- The best performing precious metal for the week was gold, holding in with a 1 basis point drop. According to the World Gold Council, global gold demand in the second quarter increased 15 percent due to a 141 percent rise in investment demand. The Royal Mint also commented on a “surge” in demand, specifically when the Bank of England cut rates – during that week the Mint saw a 25-percent increase in transactions on its bullion website, reports BBC. The Mint’s “signature gold” has also allowed buyers to purchase fractions of gold bars, causing sales to jump 140 percent.
- Japan is the “star performer” among smaller gold consumers, reports Bloomberg, with four straight quarters of positive net investment into bars and coins. Demand expanded to 5.8 metric tonnes in the second quarter. The World Gold Council cites distrust of Abenomics, negative interest rates and a rising yen for the investment boost. In China, vehicle sales in July gained the most in 17 months, sending palladium to touch a one-year high. Speculation is that supply won’t be enough to meet demand, reports Bloomberg, as the metal is used in the making of car parts.
- Gold prices jumped this week as investors reevaluated the likelihood that the Fed will raise rates this year, reports Investing.com. The Labor Department said nonfarm business sector labor productivity fell 0.5 percent in the second quarter (extending the longest decline since 1979). According to BMO Private Bank, economists surveyed expected a 0.4 percent gain for the three months ended June.
- The worst performing precious metal for the week was platinum losing 2.03 percent, on what may have been profit taking following the very strong rally in the platinum group metal prices over the last two weeks.
- According to BCA Research, the U.S. labor market strength is a “conundrum.” Last week’s jobs report came in strong and although U.S. real GDP is up only 1.2 percent year-over-year, employment has grown by a stronger 1.9 percent year-over-year, the group points out. It is uncommon for GDP growth to be weaker than employment growth, and such a gap is “unsustainable as businesses will experience continued erosion in profit margins.”
- Following the U.K.’s vote to leave the European Union, gold prices soared to the highest level since 2014. The higher price is one reason that China, the world’s biggest producer and consumer of gold, cut purchases in July, reports Bloomberg. The People’s Bank of China increased its gold holdings by the smallest amount since it began disclosing purchases about a year ago.

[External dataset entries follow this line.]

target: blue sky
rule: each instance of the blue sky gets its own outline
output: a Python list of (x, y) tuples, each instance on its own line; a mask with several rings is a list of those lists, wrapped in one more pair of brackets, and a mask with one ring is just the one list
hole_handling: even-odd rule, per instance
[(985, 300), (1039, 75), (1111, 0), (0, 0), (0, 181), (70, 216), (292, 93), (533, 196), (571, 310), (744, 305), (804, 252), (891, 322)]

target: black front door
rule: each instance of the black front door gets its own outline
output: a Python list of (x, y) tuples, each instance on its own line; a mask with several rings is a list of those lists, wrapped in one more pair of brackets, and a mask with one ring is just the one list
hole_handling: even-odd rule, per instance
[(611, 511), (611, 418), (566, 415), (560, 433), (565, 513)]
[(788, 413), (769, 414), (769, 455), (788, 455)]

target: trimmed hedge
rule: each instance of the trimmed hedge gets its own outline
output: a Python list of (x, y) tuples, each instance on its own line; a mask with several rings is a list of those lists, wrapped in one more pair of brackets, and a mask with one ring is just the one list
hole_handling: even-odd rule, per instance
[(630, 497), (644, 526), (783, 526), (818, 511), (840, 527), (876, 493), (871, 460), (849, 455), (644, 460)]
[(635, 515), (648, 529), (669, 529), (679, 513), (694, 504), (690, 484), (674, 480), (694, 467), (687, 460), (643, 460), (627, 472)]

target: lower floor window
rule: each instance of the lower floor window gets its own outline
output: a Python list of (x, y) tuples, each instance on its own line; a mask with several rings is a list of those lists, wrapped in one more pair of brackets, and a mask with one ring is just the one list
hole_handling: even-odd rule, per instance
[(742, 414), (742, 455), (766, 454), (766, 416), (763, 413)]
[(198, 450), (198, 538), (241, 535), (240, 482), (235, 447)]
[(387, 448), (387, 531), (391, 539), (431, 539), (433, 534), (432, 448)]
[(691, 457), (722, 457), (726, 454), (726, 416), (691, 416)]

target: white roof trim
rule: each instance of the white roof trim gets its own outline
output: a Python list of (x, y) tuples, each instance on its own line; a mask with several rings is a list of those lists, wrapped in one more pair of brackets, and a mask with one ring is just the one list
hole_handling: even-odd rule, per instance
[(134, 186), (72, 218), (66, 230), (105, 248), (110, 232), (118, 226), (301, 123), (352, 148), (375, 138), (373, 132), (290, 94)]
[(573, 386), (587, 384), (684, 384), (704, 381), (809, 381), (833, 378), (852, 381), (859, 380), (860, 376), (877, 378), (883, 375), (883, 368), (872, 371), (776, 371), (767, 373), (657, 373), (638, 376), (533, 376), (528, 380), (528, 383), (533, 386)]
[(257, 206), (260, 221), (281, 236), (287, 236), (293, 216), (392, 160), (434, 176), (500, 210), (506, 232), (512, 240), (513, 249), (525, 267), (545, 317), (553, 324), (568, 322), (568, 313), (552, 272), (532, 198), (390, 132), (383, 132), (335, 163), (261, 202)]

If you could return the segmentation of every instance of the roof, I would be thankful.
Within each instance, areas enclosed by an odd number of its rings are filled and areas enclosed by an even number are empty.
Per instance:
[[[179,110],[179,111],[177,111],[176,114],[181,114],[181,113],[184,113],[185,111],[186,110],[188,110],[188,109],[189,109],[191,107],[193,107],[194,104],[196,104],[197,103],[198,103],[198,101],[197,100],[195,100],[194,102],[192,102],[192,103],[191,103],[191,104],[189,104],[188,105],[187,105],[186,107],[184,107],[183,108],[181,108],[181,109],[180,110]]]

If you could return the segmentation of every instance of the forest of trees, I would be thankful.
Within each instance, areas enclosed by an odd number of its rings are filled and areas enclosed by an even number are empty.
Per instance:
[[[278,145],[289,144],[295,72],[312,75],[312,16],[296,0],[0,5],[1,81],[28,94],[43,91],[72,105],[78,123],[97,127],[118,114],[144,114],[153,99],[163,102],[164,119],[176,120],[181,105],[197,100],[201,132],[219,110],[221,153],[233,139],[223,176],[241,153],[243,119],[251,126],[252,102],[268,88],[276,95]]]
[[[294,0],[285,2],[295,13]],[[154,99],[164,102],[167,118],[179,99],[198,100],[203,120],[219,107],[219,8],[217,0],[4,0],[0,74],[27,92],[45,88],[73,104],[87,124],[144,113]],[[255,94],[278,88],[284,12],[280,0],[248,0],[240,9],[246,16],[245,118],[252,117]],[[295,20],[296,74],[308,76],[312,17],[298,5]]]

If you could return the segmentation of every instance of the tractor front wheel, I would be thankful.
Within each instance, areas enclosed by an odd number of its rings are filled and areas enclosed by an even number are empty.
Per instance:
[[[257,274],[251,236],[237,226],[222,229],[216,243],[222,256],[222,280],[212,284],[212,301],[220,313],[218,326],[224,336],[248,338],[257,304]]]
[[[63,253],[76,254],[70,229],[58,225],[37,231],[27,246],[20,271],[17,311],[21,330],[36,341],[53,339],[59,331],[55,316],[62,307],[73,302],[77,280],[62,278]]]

- David Haughton of CIBC says the gold rally we’ve experienced so far this year is sustainable. He points to three key factors: 1) Comparing this rally to five others over the past 40 years shows gold equities are still 40-50 percent off the previous high, while historical cycles reached around 20 percent of old highs in the same time frame. 2) Most companies are now demonstrating fiscal discipline that could support outperformance ahead. 3) Investors are mostly underweight gold equities and macro factors appear supportive.
- In its Gold Sector Review report, Credit Suisse points to several demand trend updates for the second quarter of 2016. The group explains that mine supply was flat year-over-year, as production from new streams was offset by declines in existing assets. They forecast mine supply to fall 7 percent by 2018 versus the 2015 level driven primarily by declining grades and a lack of new projects coming on-stream due to industry capex cuts since 2013.
- In the Financial Times this week, investment expert and precious metals analyst Diego Parrilla writes that the gains seen this year in gold are just the beginning of a new gold bull market. “My view that there is a perfect storm for gold is based on three closely interrelated dynamics, whereby central banks and global markets are both testing the limits of monetary policy and credit markets as well as the boundaries of fiat currencies.”
- Andrew Garthwaite of Credit Suisse published his opinion on gold and gold mining stocks Friday, pointing to three tactical concerns he has with the metal: 1) Gold moves inversely with real bond yields, and he thinks real rates will rise. 2) Gold moves inversely with banks, and he thinks financials will outperform if bond yields rise. 3) Gold is overvalued base on his model.
- With the probability of three rate hikes from the Fed through to the end of 2017, Picet Wealth Management believes that gold may have met its match after a stellar start to the year, reports Bloomberg. “With the dollar in a long-term uptrend, bullion isn’t likely to break the $1,430 an ounce level,” said Luc Luyet, a currencies strategist at the Picet.
- With a rally in gold prices so far this year, purchases in India (the world’s second-biggest consumer) will be reduced, reports Bloomberg, trimming import prospects amid high inventories. Historically, the second half of the year is normally better for gold demand from Indian brides, but so far this year a “rally of 25 percent in the first six months has hit the buffers,” continues Bloomberg, with higher costs deterring jewelry buyers.